Aladdin at the Lyric Hammersmith, W6
reviewed for The Times, 29 November 2016
When I was small, I hated panto. The tired puns, the insulting drag, the cultural references intelligible only to the ITV demographic. There are only so many times a budding theatre critic can watch David Mellor cavorting with the stars of You’ve Been Framed! before begging Mummy and Daddy for some Complicite.
Yet even the most po-faced child would struggle to keep frowning at Joel Horwood’s glorious, gleeful adaptation of Aladdin for the Lyric Hammersmith. The Lyric has a long legacy of insurrectionary, sophisticated panto, but there’s nothing over-intellectual or inaccessible about this production. If your six-year-old wants a straightforward Aladdin story they’ll still find it here.
The villain of the piece — appropriately for 2016 — is capitalism. Vikki Stone’s preposterous, delicious Abanazer is an Evil Enchanter dressed in gold and green dollar signs, a masonic maestro born of US currency. Emperor One Percent sneers at “Poors”; zero hours contracts keep the inhabitants of Aladdin’s bazaar in submission. My more Toryish sensibilities wanted to demur, but it’s too good-humoured to do anything but laugh. The vibe is Robin Hood, but not Jack Cade.
This is west London, so references are strictly local.

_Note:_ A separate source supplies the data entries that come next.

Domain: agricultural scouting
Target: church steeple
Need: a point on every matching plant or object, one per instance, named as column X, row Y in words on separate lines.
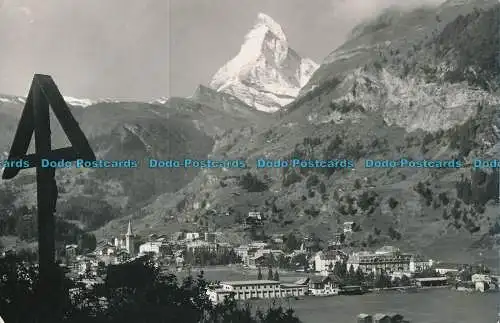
column 129, row 239
column 129, row 230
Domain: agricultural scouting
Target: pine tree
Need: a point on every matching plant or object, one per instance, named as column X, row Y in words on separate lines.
column 270, row 274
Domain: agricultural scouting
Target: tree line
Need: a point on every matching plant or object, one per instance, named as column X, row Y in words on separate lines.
column 132, row 292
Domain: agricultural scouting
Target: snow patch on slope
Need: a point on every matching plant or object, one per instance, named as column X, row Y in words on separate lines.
column 410, row 103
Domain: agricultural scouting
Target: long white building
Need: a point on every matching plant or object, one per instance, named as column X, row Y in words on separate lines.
column 249, row 289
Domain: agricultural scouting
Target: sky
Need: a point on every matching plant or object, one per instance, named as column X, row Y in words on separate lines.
column 146, row 49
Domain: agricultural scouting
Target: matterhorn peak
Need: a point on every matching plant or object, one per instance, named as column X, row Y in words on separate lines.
column 266, row 73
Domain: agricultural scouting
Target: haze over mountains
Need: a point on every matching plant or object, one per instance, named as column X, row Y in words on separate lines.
column 418, row 84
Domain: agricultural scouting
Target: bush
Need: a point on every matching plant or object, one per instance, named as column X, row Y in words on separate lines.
column 393, row 203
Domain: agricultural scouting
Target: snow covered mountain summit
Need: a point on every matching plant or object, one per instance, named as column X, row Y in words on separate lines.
column 266, row 74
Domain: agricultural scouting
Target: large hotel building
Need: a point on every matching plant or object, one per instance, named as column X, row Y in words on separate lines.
column 250, row 289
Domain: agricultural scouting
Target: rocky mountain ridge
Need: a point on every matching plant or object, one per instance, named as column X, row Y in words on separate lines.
column 421, row 96
column 266, row 73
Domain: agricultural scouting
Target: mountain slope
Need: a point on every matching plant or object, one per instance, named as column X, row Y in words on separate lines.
column 180, row 129
column 393, row 65
column 266, row 74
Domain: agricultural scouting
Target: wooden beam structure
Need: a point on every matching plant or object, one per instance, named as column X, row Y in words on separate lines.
column 35, row 119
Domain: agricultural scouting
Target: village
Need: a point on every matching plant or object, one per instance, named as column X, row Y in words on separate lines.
column 325, row 272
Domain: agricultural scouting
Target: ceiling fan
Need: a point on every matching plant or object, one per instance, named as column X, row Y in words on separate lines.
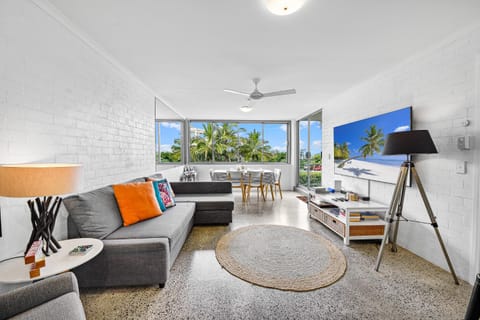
column 257, row 95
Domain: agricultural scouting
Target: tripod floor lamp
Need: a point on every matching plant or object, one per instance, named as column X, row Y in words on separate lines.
column 409, row 142
column 42, row 181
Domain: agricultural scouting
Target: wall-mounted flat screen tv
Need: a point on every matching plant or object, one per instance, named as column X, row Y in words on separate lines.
column 358, row 146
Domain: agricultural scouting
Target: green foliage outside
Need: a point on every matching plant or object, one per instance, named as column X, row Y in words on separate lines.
column 315, row 178
column 227, row 143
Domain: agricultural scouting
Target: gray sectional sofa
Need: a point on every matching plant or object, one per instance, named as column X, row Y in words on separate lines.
column 54, row 298
column 143, row 253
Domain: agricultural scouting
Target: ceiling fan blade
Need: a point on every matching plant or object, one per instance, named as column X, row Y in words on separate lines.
column 279, row 93
column 237, row 92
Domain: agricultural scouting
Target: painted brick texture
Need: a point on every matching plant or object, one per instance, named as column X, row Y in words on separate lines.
column 61, row 101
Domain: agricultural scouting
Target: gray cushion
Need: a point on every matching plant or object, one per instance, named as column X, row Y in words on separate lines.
column 170, row 224
column 201, row 187
column 214, row 201
column 95, row 213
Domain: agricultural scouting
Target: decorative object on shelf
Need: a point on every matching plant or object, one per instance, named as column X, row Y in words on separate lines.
column 408, row 143
column 40, row 180
column 284, row 7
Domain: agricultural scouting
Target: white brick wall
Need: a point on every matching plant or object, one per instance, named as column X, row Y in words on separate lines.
column 440, row 85
column 62, row 101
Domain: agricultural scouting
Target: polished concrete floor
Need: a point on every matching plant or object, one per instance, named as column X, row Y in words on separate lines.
column 407, row 287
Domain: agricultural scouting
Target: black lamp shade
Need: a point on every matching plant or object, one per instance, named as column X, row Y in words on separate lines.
column 409, row 142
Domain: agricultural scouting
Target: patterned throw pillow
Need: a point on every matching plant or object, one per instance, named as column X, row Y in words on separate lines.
column 136, row 201
column 164, row 190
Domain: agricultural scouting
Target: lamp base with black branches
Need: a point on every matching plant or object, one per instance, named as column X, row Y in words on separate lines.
column 396, row 207
column 43, row 214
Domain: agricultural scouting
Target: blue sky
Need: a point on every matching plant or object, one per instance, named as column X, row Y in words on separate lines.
column 169, row 131
column 350, row 133
column 275, row 133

A gaudy version of Shepherds Bush Market’s iron arch welcomes us to “Fulhammer Boosh Market”; our hero of “Brentslow” seeks to prove his worth against “Prince Lumpington of Chelsington”. The young ensemble, some sourced from the Lyric’s outstanding outreach programmes in the community, are having a ball.

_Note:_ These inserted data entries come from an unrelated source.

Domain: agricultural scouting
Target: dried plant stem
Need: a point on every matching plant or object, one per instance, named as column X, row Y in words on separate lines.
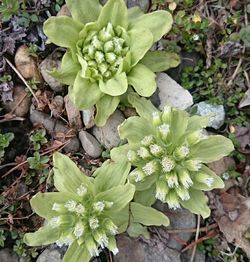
column 196, row 238
column 44, row 153
column 189, row 230
column 22, row 78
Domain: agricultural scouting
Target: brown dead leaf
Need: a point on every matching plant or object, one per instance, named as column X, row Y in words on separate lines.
column 73, row 114
column 243, row 137
column 233, row 218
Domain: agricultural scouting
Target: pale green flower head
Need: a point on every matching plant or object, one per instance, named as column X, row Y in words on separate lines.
column 169, row 151
column 86, row 213
column 108, row 50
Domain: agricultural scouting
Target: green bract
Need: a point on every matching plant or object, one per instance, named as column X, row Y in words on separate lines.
column 86, row 213
column 170, row 150
column 108, row 49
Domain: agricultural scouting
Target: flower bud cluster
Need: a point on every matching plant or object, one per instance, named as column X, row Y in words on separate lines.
column 170, row 163
column 84, row 221
column 104, row 51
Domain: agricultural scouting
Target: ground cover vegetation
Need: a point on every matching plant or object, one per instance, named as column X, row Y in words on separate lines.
column 113, row 54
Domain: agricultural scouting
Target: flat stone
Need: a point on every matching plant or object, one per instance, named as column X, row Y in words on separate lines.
column 90, row 144
column 54, row 126
column 21, row 102
column 73, row 114
column 179, row 219
column 51, row 62
column 7, row 255
column 26, row 64
column 143, row 4
column 217, row 113
column 133, row 249
column 171, row 93
column 88, row 116
column 49, row 255
column 199, row 256
column 108, row 134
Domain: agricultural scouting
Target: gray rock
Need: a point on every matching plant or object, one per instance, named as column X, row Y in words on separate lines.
column 132, row 249
column 217, row 113
column 51, row 62
column 143, row 4
column 88, row 116
column 50, row 255
column 179, row 219
column 108, row 134
column 20, row 104
column 171, row 93
column 54, row 126
column 90, row 144
column 199, row 256
column 7, row 255
column 73, row 114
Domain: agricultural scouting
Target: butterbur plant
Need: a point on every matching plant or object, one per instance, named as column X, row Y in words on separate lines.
column 88, row 212
column 108, row 50
column 169, row 151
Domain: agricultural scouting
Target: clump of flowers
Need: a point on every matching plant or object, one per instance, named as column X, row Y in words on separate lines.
column 169, row 151
column 108, row 50
column 88, row 212
column 84, row 214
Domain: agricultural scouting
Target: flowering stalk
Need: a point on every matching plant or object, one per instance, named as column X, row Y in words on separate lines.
column 84, row 214
column 169, row 151
column 108, row 50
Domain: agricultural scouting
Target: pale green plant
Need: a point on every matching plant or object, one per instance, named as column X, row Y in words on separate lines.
column 169, row 151
column 108, row 50
column 88, row 212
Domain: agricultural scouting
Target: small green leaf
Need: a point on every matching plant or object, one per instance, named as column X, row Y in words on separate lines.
column 143, row 107
column 134, row 129
column 134, row 13
column 197, row 203
column 84, row 93
column 63, row 31
column 120, row 218
column 76, row 253
column 147, row 183
column 159, row 23
column 136, row 230
column 212, row 149
column 115, row 12
column 139, row 48
column 115, row 86
column 119, row 154
column 158, row 61
column 44, row 236
column 68, row 71
column 217, row 181
column 143, row 80
column 42, row 203
column 105, row 107
column 67, row 176
column 120, row 196
column 146, row 197
column 111, row 175
column 84, row 11
column 148, row 216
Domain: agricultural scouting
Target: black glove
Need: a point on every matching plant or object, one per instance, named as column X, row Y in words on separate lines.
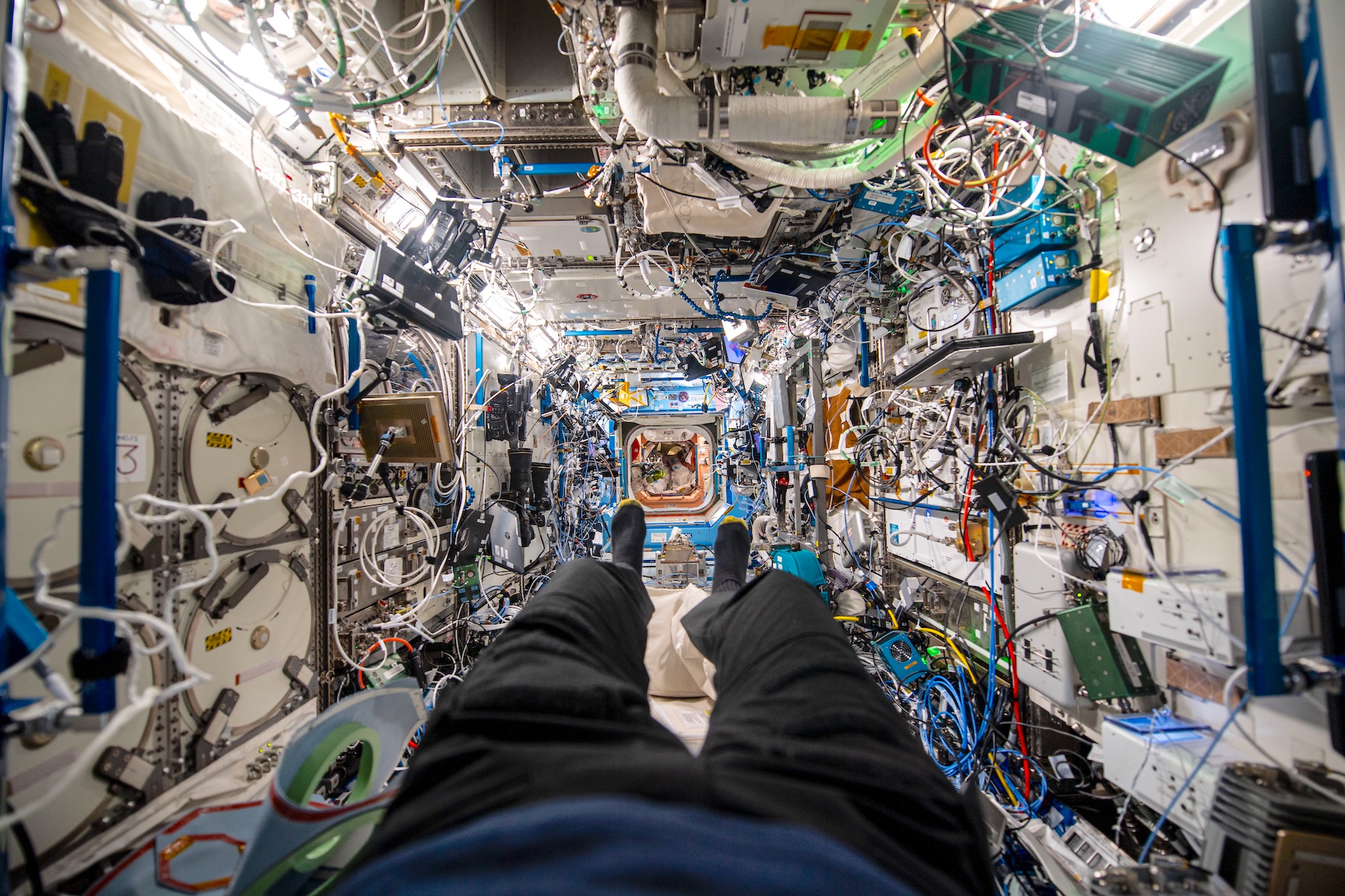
column 176, row 275
column 92, row 166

While Stone is the knockout, there are delightful performances all round, especially from James Doherty’s spectacularly costumed Widow Twankey, who enters on a stonking rendition of Madonna’s Material Girl. The gender play is gently subversive, rather than sexist: Allyson Ava-Brown gives us a sweet take on laddish masculinity when her Jasmine goes on the run disguised as a bantering bloke.
It’s no surprise to see the director Ellen McDougall’s subtle feminism pervade the show; trained in the German avant-garde, she’s an innovative radical who takes over the Gate Theatre in west London next January. In her second panto for the Lyric, she proves she can do mainstream fun too — and keep the rebellion just bubbling at the surface.
The loveable Karl Queensborough returns from last year’s show as Aladdin, and there’s a flying carpet that will have kids agape. What more could you want?